А лежал-то уж я совсем полумертвый, не двигался вовсе, рукой шевельнуть не мог, высох весь. Попросил жене письмо написать. Получила она такое письмо и метнулась прямо к Матреше:
— Помоги, Матреша, помоги, помолись, погибает мужик-то!
— Бог милостив,— сказала ей на это Матреша,— даст Бог, поправится, а я помолюсь. Вот возьми масла из лампадки, помажь его, да тут же и возьми из больницы на квартиру, где он жил. Не убивайся. Бог даст, все хорошо будет.
Жена тут же приехала ко мне, помазала меня маслом и обратилась к врачам с просьбой, чтобы они отпустили меня на квартиру. Врачи и слышать об этом не хотели:
— Его трогать нельзя,— говорили они,— возьмешь его — он в нашей же прихожей умрет.
Но жена не отставала, она и меня заставила просить. В конце концов врачи согласились: надежды нет никакой, все равно умирать-то. Жена немедленно перевезла меня на квартиру. Мне скоро стало легче. Через неделю я уже садился в постели, а через месяца полтора поправился совершенно и приступил к своей работе. Врачи дивились на меня. Это было давно, лет пятнадцать тому назад, а с тех пор я здоров и за все это время никакими болезнями не болел.
Другой случай. Было так.
Построил я себе в деревне новую избу.

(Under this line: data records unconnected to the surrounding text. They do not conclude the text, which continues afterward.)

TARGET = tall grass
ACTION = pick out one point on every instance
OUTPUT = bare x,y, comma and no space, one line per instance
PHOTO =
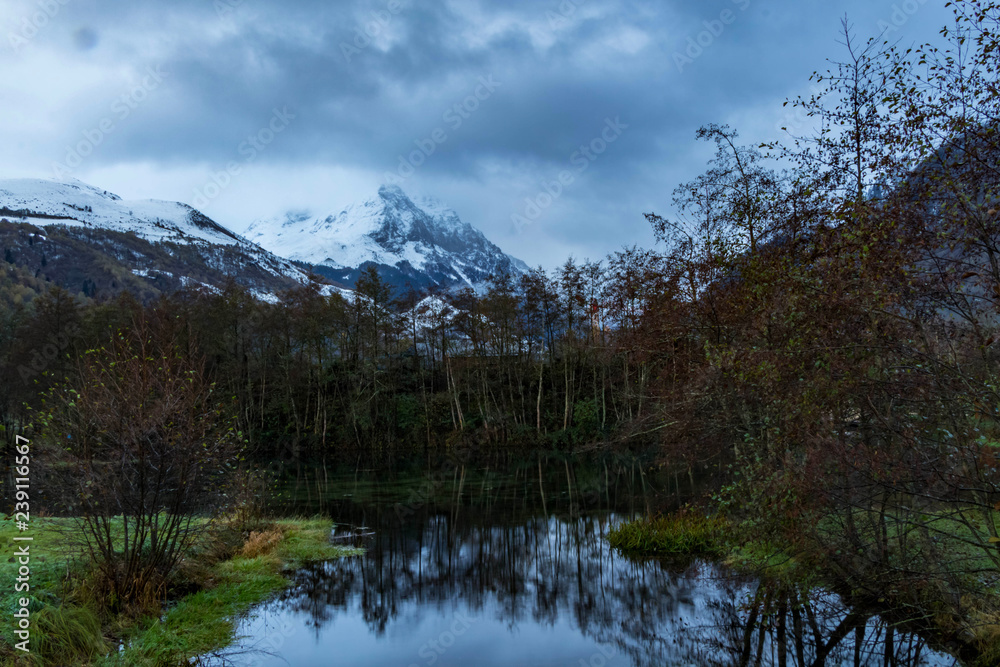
683,533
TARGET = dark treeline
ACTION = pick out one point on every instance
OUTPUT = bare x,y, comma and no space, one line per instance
543,360
819,323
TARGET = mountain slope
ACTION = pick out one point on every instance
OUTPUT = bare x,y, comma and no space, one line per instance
89,240
417,243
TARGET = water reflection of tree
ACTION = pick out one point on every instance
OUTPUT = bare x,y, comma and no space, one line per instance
787,625
544,569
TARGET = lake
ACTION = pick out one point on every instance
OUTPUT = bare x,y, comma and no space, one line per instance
467,565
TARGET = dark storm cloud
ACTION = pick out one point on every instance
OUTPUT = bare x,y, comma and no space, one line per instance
360,101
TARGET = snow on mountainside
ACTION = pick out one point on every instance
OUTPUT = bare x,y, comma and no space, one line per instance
83,208
422,243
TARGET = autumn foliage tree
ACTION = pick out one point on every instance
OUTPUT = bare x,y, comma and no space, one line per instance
147,448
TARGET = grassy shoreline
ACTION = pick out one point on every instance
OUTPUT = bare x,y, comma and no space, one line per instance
218,583
689,534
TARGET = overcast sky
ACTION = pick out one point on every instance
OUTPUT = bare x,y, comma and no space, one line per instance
251,108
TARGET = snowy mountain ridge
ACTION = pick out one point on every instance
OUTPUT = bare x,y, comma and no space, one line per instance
422,243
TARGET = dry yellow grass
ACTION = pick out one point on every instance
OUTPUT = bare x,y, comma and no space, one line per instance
262,542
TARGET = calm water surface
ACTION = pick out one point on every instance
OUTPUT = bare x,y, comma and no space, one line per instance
472,567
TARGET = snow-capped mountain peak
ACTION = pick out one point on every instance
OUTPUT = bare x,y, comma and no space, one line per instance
422,243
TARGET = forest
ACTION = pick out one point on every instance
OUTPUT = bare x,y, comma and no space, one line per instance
811,347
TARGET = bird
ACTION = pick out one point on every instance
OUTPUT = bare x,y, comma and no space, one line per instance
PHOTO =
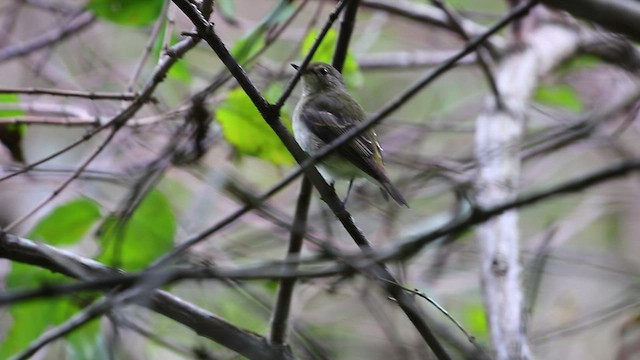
324,112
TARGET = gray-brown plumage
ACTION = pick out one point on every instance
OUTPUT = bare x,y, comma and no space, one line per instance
326,111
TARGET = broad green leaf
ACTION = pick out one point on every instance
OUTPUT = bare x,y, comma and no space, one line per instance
146,235
31,318
11,134
351,71
127,12
559,95
246,130
475,320
66,224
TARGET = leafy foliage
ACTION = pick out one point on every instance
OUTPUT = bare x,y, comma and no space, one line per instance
67,224
145,236
246,129
127,12
559,95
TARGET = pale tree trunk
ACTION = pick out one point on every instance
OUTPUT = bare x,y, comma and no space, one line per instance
499,130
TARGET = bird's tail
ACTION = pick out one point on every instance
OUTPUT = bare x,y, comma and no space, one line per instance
390,189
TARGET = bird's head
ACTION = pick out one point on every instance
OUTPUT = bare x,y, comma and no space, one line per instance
319,77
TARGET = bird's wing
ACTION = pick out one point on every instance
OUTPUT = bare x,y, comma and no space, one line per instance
324,121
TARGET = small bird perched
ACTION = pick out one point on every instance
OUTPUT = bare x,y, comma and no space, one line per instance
326,111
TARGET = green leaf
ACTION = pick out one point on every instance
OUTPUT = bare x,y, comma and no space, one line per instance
475,320
351,71
148,234
67,224
559,95
127,12
31,318
246,130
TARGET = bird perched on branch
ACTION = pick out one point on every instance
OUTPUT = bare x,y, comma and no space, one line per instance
326,111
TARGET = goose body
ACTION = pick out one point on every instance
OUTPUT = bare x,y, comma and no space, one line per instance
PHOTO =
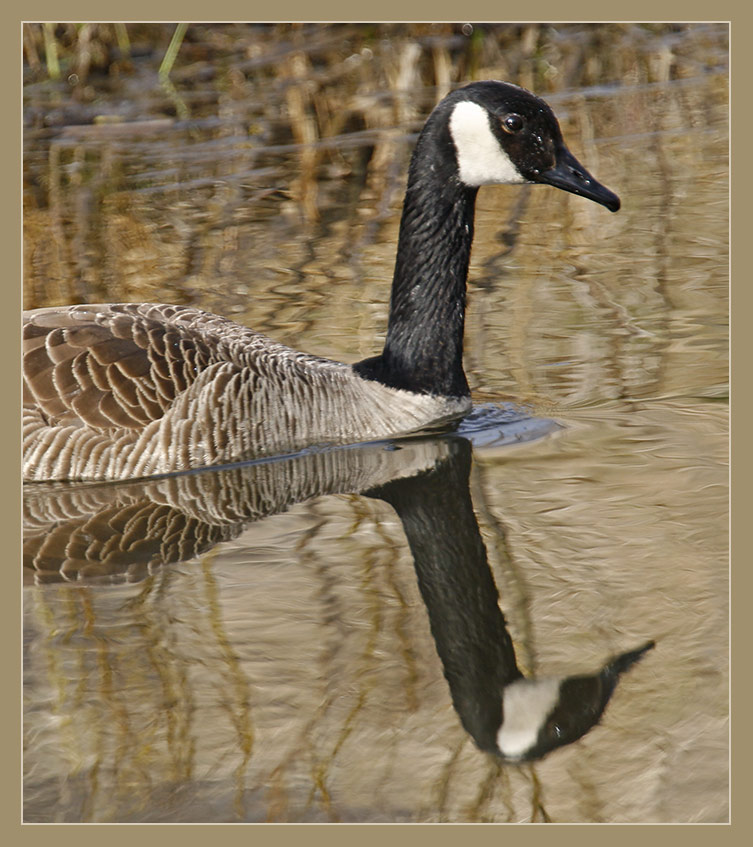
120,391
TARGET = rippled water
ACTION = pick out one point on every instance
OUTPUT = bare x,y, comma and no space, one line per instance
292,661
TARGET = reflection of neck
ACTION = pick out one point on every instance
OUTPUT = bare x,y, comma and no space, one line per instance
458,589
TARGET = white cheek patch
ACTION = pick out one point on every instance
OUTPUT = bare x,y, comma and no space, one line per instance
526,703
481,159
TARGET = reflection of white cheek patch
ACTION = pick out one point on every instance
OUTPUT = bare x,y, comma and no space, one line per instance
481,160
527,704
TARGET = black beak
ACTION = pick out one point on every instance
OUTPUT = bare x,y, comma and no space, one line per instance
569,175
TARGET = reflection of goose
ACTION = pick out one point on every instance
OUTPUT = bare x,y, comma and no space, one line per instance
516,718
123,531
129,390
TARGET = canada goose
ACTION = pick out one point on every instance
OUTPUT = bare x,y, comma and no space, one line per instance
129,390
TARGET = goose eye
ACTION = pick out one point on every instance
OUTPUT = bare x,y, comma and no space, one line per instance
512,123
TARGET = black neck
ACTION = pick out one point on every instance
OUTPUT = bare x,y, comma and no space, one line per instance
424,347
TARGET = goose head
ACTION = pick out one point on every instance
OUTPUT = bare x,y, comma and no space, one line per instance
502,133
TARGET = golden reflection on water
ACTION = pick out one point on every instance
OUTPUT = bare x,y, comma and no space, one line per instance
289,672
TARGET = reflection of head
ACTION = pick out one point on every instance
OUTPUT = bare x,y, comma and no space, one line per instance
539,715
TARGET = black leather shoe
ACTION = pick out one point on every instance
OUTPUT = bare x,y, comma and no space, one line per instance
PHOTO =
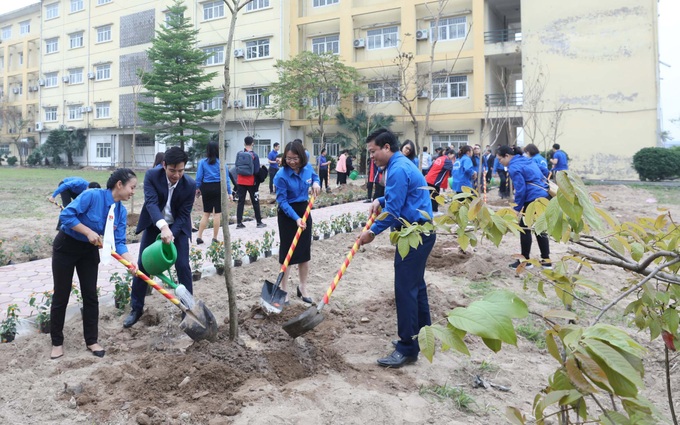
132,318
396,360
308,300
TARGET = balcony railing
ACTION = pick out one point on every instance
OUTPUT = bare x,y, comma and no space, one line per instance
500,36
503,99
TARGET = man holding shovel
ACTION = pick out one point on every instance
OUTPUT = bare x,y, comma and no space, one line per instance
405,197
168,200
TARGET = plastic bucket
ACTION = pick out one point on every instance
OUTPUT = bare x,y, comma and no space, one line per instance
158,257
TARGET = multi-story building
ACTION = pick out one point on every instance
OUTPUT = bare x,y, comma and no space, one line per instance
583,74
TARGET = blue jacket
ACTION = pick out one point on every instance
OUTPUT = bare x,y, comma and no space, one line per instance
90,209
528,181
210,173
75,184
293,187
462,173
406,194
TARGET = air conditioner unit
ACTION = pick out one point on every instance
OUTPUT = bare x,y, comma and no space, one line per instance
422,34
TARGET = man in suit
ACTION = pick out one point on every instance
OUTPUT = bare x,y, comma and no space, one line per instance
168,200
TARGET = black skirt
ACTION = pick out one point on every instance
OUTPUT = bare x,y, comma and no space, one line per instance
212,199
288,228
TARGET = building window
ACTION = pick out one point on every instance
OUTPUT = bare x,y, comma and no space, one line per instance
216,55
456,141
76,5
319,3
24,27
75,112
51,79
383,38
257,5
51,45
257,49
256,98
104,34
214,104
52,11
103,72
327,44
103,110
449,87
51,113
213,10
75,40
451,28
103,150
75,76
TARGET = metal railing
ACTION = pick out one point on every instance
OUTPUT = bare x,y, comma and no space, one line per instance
500,36
503,99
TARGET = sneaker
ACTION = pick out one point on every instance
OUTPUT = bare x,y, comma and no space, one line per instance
517,263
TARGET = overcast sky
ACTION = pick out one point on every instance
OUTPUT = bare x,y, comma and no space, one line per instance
669,34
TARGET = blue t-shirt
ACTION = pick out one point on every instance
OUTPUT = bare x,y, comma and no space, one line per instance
293,187
406,194
91,208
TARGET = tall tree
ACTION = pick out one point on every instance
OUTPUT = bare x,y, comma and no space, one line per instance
176,82
313,82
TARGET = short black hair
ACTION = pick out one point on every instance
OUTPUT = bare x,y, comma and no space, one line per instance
175,155
382,137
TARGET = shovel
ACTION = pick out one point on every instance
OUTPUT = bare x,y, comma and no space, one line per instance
273,298
312,317
199,322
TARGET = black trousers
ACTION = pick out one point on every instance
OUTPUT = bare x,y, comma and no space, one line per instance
69,254
254,198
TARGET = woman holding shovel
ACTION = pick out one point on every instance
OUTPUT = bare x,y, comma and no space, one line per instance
95,212
292,184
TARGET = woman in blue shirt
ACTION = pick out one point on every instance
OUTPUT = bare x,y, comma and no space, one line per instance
292,183
208,186
76,247
530,184
463,171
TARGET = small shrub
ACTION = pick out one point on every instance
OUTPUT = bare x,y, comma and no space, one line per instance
657,163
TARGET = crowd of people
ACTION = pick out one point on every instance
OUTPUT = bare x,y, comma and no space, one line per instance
395,180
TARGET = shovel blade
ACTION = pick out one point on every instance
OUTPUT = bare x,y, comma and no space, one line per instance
199,323
303,323
272,298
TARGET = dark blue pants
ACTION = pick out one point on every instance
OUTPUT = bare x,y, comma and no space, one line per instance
410,293
181,266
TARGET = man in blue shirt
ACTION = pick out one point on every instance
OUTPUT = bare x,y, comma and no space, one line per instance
406,195
273,166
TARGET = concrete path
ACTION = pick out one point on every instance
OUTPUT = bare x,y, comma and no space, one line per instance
19,281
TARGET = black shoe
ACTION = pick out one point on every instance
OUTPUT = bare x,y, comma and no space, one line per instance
397,360
132,318
308,300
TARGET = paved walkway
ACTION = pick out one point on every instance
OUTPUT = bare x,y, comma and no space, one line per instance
19,281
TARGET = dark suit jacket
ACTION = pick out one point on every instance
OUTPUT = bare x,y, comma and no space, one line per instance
156,195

Построил, а на страховку денег не было. Уехал я на завод, на работу встал, и из первой же получки послал тестю денег с просьбой застраховать дом, а жененаписал, чтобы подарок Матреше отнесла. У тестя оказались расходы, он деньги истратил, а дома не застраховал.
Жена тем временем пошла к Матреше и передала ей подарок:
— Вот, мужик-то мой подарок велел тебе передать. Матреша взяла подарок и тут же спросила:
— А дом-то застраховали?
— Нет еще,— ответила жена,— денег нет.
— Завтра же застрахуй, застрахуй обязательно, не откладывай,— настойчиво говорила Матреша.
В течение дальнейшей беседы она несколько раз повторила о необходимости немедленно застраховать избу. Жена кое-как собрала денег и через день внесла страховку. А еще через два дня в нашем конце случил-сяпожар, сгорело двадцать два дома, в том числе и наш. Благодаря предупреждению Матреши мы получили страховку.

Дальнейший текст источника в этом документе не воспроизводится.